介護業界は介護スタッフに絞っても給料の安さや仕事の過酷さなど多くの問題を抱えている。しかしそれらの多くは転職で解決できる。介護業界は施設により待遇が大きく異るからだ。良い職場に転職できれば安心して長く働けるだろう。良い環境を掴み取るための転職のコツはおすすめサイトを参考にしてほしい。

しかし転職により解決できても、介護スタッフの心に大きな傷を残してしまう問題もある。パワハラ問題だ。職場内でのパワハラはもちろん、要介護者やその家族からのパワハラも少なくない。業界全体で指針となる様な具体的な対策がないためか、パワハラを受けた本人が我慢するだけといった場合も多く、問題の根は深いと言える。

早急に体制を整えることが大切だが、業界内に余裕がないこともあり、対応は後手に回っている感が否めない。第三者機関を設置し、職場以外にパワハラを訴えられる場を設けることや、必ず二人以上で介護を行うなど、要介護者から介護スタッフを守る仕組みを整えることが大切だ。

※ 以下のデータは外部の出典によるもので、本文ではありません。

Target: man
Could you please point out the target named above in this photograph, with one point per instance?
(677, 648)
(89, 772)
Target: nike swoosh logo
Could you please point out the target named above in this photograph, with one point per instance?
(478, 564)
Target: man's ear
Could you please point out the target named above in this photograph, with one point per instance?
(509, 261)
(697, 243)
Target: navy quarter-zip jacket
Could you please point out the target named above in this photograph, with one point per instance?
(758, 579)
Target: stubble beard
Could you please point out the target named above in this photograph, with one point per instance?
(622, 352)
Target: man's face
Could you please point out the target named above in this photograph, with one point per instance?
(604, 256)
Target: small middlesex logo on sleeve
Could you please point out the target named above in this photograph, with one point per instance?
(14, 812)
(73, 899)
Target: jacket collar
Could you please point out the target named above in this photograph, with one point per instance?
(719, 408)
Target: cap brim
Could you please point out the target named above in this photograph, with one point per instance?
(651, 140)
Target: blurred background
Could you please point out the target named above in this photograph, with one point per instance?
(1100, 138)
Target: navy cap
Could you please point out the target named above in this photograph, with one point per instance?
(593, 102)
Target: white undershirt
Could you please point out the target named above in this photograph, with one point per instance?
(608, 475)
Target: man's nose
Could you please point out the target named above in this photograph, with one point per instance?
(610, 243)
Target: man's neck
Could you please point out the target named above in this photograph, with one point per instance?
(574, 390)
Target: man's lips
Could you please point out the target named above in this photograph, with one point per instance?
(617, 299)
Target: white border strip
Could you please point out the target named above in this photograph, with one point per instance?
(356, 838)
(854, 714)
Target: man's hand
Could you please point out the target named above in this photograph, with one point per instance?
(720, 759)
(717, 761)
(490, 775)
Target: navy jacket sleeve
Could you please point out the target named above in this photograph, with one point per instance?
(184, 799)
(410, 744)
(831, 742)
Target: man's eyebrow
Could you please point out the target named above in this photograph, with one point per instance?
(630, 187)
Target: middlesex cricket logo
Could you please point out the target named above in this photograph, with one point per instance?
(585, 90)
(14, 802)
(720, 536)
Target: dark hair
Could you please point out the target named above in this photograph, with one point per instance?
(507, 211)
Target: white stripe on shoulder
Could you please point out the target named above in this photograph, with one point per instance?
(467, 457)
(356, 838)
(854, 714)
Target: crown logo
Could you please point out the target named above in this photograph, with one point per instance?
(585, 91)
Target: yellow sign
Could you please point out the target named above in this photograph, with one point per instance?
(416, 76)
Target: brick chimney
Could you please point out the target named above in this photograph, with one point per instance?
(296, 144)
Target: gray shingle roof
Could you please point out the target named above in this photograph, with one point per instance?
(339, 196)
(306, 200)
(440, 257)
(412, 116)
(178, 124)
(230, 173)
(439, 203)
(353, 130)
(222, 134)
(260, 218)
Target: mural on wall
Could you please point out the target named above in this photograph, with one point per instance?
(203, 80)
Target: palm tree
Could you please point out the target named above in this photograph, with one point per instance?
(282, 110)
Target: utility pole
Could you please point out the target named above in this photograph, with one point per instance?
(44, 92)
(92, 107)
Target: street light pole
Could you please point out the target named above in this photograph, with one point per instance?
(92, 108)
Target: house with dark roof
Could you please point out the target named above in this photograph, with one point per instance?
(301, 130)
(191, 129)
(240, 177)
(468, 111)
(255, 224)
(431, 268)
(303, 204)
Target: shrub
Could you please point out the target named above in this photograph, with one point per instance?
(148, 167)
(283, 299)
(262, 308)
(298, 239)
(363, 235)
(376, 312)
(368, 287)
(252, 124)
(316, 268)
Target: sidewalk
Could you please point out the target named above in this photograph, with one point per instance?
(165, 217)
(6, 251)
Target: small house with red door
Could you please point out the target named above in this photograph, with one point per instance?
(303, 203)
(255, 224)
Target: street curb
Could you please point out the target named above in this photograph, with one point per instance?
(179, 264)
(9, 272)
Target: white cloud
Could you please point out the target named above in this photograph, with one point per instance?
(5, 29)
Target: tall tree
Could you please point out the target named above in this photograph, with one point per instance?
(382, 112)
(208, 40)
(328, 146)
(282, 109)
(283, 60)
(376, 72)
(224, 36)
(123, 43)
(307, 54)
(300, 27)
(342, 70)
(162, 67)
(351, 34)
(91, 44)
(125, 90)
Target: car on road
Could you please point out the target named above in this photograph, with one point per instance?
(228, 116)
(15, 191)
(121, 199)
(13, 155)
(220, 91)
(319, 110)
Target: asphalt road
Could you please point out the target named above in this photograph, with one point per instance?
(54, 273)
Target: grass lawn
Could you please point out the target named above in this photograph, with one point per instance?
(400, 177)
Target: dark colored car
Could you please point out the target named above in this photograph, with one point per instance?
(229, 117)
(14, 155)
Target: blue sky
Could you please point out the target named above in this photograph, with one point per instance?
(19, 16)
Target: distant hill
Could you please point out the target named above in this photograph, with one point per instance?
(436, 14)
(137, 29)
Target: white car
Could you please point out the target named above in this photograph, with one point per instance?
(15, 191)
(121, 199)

またパラハラを防ぐためにも人手不足を解消することも重要である。高齢化により需要はどんどん増えていっているが、それに供給が間に合っていないのが現状になっており、介護スタッフが不足している。それにより一人一人が抱える仕事の量も増え、忙しさで一つ一つの仕事が雑になれば、要介護者やその家族から不満は出やすくなるだろう。

また、仕事が一向に終わらず、休憩もとれないようであれば、当然、他者を気遣う精神的な余裕も生まれはしない。そして、仕事が辛くなれば、離職者が増える。人材不足を恐れる余り、強硬な手段で離職を思いとどまらせようとすれば、パワハラになるのは間違いない。全てが悪循環とも言えるので、早急に手を打つことが必要だ。

離職率を抑え、人手不足を解消するにはより良い職場に変えていくしかない。たとえば給料を上げたり待遇面を整えたりすることが挙げられるが、それらを個々の職場に任せるのではなく、業界全体で取り組むことが急務と言える。